Diretoria da Emater vai a Marabá e Conceição do Araguaia avaliar situação

A Diretoria Executiva (Direx) da Empresa de Assistência Técnica e Extensão Rural do Estado do Pará (Emater) avança na programação de visita e diagnóstico in loco de todos os escritórios regionais e locais, para apresentação das diretrizes da nova gestão, entendimento dos gargalos e potencialidades de cada região e município e embasamento para a primeira tomada de decisões administrativas.

Depois de Castanhal, Capanema, Médio Amazonas, São Miguel do Guamá e Santarém, agora foi a vez de Marabá, no sudeste do estado: nessa quarta-feira (6), a presidente Cleide Amorim, o diretor administrativo Cláudio Pereira e o diretor técnico Rosival Possidônio se reuniram com a supervisão regional e os chefes e alguns membros dos 21 municípios vinculados.
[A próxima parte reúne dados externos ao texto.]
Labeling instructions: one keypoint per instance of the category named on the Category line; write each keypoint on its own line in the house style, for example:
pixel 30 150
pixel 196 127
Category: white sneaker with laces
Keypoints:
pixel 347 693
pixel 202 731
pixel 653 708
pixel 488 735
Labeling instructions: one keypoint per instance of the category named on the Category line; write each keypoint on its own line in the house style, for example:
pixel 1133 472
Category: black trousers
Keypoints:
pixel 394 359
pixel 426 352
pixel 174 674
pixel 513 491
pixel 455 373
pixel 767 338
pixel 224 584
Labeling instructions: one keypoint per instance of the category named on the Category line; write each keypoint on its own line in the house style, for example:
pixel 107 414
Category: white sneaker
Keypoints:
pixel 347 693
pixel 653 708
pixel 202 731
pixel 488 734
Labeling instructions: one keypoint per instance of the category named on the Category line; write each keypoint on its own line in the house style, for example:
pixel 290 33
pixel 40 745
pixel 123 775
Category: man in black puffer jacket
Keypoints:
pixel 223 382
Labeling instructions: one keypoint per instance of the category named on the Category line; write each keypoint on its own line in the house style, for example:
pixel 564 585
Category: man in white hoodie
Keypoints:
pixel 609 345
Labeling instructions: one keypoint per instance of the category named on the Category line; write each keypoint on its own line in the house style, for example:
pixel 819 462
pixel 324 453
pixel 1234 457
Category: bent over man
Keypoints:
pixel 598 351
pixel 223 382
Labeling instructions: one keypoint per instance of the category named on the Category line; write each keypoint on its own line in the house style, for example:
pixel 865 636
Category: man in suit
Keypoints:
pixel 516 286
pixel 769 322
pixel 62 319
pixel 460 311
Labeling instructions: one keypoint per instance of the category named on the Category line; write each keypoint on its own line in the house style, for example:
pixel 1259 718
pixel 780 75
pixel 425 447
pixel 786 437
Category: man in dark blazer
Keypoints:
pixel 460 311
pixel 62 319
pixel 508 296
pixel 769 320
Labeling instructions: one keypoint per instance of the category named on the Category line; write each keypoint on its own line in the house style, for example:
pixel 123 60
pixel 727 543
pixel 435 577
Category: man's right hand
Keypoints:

A assessora técnica da presidência, Ana Lima, acompanha os gestores. Já nesta quinta-feira (7), presidente e diretores estão em Conceição do Araguaia, em reunião com a supervisão regional e os chefes dos 15 municípios.

A supervisão de Marabá fez apresentação panorâmica de todas as ações e cada chefe local informou a situação atual do município a que corresponde. 
Alguns destaques são a parceria com o Banco Internacional para Reconstrução e Desenvolvimento (BIRD), para a implantação de sistemas agroflorestais (safs) e recuperação de pastagens; a parceria com o governo federal, para geração de trabalho e renda para famílias agricultoras beneficiárias do bolsa-família e o volume de crédito rural para a pecuária mista: ano passado, a Emater elaborou projetos que somam mais de R$ 4 milhões; a expectativa é que este ano esse número dobre.

 

De acordo com o supervisor-adjunto em Marabá, o engenheiro agrônomo Carlos Eduardo Soares, o principal desafio é a infraestrutura: “Precisamos revitalizar sedes, recuperar veículos, equilibrar recursos humanos, é todo um aparelhamento que fará muita diferença no dia a dia e no resultado do trabalho de assistência técnica e extensão rural”, diz.

Para Cleide Amorim, “é preciso reconhecer que o Pará é um estado de dimensões continentais e com diferentes frentes socioeconômicas: a Emater, um dos principais braços operacionais do governo do estado, com atuação em todas as pontas e presença física em todos os 144 municípios, precisa adequar os critérios e metas de gestão a realidades e demandas específicas, ainda que em uma gestão uniforme”, diz.